Permintaan dan juga kebutuhan gelatin ini sangat diminati oleh hampir seluruh negara, sedangkan bagi muslim belum begitu terakomodasi untuk memasok gelatin dan juga colagen yang halal untuk dikonsumsi.
“Dari daging sangat mudah dideteksi apakah itu haram atau halal. Tulang perlu dikaji terlebih dahulu. Tapi gelatin, sulit dideteksi karena seringkali antara yang haram dan halal dicampur,” terang dia dalam bahasa Inggris.
Hal tersebut turut dibenarkan oleh Muti Arintawati, Wakil Direktur LPPOM MUI. Dia mengatakan, sejauh ini, ada 116 perusahaan baik dalam maupun luar negeri yang menggunakan gelatin dalam produknya. Colagen banyak di produk kosmetika, sedangkan gelatin banyak digunakan untuk makanan.
“Gelatin yg digunakan sumbernya ada di beberapa negara, ada dari Thailand, Indonesia, Malaysia, Brazil, India dan Cina. Tapi, sayangnya kita masih bergantung ke luar, ternyata jumlah ketergantungan kita sangat tinggi terhadap gelatin,” jelas dia.
Di Indonesia, hanya ada 11 produsen, hanya dari MUI daerah karena kapasitas sangat kecil. “Selebihnya paling banyak ada di Cina,” pungkasnya.
Menurut Lukmanul Hakim selaku Direktur LPPOM MUI, titik kritis pada hewan protein
bisa ditentukan dari Fatwa dari MUI yang dipertimbangkan berdasarkan Al-Qur’an dan Sunnah dan juga melihat teknologi sains yang berkembang. Ia melihat, kendala sering terjadi pada masyarakat dalam memahami fatwa MUI karena masyarakat masih mengalami pemahaman terbatas
“Pasti ada kajiannya tidak akan terlepas dari Alquran dan Sunnah. Hanya saja, masyarakat dengan pemahaman yang terbatas mungkin tidak sampai sehingga banyak gagal paham.
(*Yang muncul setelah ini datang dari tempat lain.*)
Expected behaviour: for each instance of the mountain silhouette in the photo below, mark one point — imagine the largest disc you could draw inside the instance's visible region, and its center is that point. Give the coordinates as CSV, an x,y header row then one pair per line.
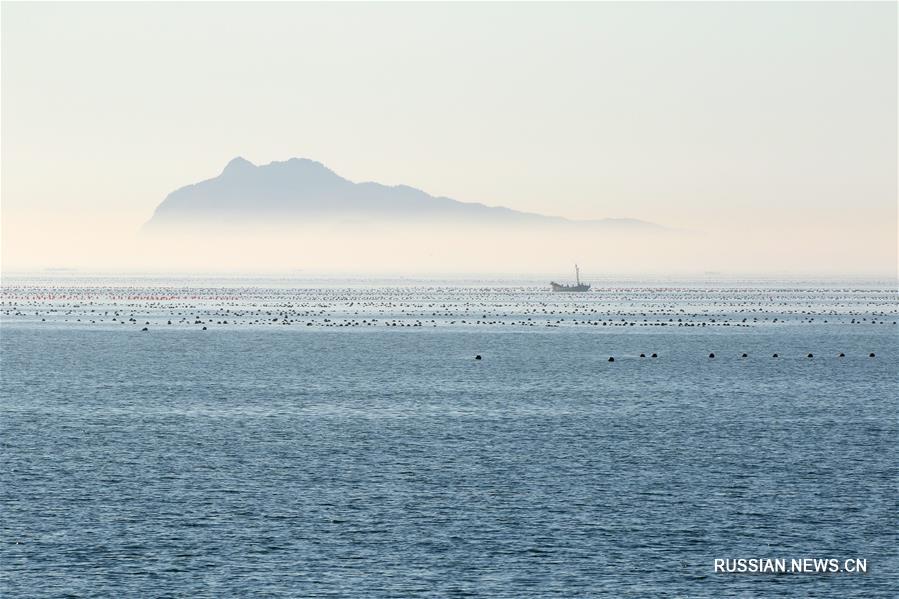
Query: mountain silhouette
x,y
301,190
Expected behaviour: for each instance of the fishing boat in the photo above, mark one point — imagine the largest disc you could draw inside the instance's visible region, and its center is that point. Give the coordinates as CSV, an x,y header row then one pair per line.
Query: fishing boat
x,y
576,288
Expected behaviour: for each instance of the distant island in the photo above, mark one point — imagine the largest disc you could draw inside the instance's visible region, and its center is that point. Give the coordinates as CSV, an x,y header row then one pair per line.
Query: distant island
x,y
304,191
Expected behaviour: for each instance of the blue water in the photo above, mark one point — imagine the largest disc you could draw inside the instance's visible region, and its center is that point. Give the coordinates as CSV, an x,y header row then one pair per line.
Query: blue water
x,y
378,461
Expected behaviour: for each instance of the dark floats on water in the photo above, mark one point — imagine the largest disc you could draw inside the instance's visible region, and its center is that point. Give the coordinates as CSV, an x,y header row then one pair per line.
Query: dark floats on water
x,y
577,287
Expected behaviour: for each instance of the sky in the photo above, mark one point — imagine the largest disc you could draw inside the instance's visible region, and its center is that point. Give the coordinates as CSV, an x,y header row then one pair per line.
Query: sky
x,y
769,130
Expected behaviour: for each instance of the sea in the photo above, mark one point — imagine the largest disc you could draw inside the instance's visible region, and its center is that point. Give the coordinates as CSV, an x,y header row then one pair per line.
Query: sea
x,y
220,436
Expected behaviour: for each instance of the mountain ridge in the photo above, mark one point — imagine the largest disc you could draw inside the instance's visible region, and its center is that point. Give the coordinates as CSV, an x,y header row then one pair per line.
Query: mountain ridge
x,y
301,189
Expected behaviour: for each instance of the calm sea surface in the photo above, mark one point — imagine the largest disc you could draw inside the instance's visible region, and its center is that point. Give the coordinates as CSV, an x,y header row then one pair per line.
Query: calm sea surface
x,y
341,440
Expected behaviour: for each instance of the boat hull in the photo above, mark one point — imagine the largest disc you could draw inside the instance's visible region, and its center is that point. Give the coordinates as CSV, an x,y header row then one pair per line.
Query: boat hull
x,y
557,288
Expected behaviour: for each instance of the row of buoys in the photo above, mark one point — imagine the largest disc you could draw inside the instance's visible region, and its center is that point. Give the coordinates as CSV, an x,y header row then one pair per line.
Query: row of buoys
x,y
711,355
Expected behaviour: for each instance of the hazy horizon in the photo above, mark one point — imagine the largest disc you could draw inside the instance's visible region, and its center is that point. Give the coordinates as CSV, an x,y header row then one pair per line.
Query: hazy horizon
x,y
764,135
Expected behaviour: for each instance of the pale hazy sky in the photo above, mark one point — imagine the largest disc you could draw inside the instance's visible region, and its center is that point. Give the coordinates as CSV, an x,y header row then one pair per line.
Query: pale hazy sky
x,y
774,119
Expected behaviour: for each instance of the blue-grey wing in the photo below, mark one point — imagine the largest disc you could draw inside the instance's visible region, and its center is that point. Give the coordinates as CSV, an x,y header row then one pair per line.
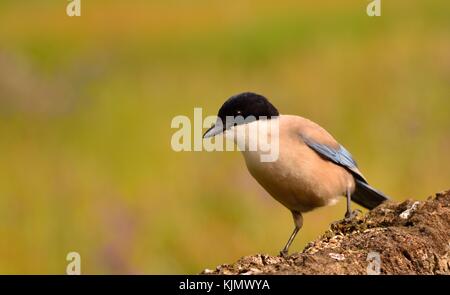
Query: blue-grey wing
x,y
339,155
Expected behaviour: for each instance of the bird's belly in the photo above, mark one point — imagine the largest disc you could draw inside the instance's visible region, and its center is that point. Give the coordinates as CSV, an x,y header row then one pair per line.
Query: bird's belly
x,y
301,186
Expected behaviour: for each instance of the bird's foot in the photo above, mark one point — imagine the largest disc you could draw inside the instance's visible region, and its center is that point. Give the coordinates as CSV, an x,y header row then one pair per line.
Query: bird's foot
x,y
284,253
350,215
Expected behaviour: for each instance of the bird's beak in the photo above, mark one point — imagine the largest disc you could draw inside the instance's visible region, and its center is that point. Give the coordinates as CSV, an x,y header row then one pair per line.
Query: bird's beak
x,y
213,131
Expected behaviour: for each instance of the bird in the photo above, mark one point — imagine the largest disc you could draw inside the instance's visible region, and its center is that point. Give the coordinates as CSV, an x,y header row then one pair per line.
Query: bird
x,y
312,169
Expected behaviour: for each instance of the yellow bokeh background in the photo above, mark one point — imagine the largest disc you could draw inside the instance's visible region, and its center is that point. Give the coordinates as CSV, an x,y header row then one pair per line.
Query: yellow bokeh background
x,y
86,105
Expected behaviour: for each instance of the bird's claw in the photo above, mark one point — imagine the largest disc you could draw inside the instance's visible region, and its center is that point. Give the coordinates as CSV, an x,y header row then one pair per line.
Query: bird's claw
x,y
350,215
284,253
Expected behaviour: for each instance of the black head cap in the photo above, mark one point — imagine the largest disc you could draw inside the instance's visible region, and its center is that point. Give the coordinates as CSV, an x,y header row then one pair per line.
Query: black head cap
x,y
247,104
242,108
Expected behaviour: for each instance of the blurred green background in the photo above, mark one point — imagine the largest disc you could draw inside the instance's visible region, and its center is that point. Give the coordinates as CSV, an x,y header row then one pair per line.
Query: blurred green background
x,y
86,105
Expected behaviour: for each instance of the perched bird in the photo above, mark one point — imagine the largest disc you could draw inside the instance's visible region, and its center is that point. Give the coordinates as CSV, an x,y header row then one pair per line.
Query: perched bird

Karena bidang yang jauh dijangkau masyarakat memerlukan sosialisasi yang mendalam. Komisi fatwa MUI sudah melakukan kajian mendalam dalam hukum penetapan fatwa,” tukas lelaki yang sudah25 tahun bekerja di LPPOM MUI ini.
Menurut dia, kolaborasi antara LPPOM MUI dengan fatwa MUI sangat hebat karena dirinya melihat, di luar negeri masih banyak fatwa yang hanya melihat pada teks tapi tidak melihat pada hal yang kontekstual.
“Komisi fatwa MUI yang terhebat di dunia karena yg saya temui selama perjalanan saya bertemu dengan lembaga fatwa belum akomodatif terhadap sains dan teknologi. Komisi Fatwa MUI justru lebih agresif dan moderat dalam mencari sains, malahan ada yg hobi terhadap teknologi,” pungkasnya.
Sementara itu, Asrorun Niam selaku Sekretaris Komisi Fatwa MUI mengatakan dalam kesempatan yang sama, bahwa pada dasarnya yang halal telah dijelaskan secara eksplisit di Al-Qur’an, dan terdapat juga yang dijelaskan secara tidak eksplisit.
“Namun ada juga yang syubhat, seiring teknologi pangan. Proses auditing penting untuk memastikan apakah ini halal atau haram. Ketemu tulang sapi belum tentu boleh, saat disembelih halal atau tidak? Kalau tidak benar ini disembelihnya berarti dia najis,” tukas dia.
Adapun proses hingga keluarnya sertifikasi halal, proses yang harus dilakukan yaitu produsen yg mengajukan minta fatwa terkait kehalalan produk.
“Setelah itu proses audit dari LPPOM MUI, terdapat report, setelah tuntas prosesnya ada fatwa komite, untuk kepentingan menjelaskan hasil audit, ada masalah atau tidak, kemudian terdapat keluaran berupa diterima atau tidak diterima,” pungkas dia.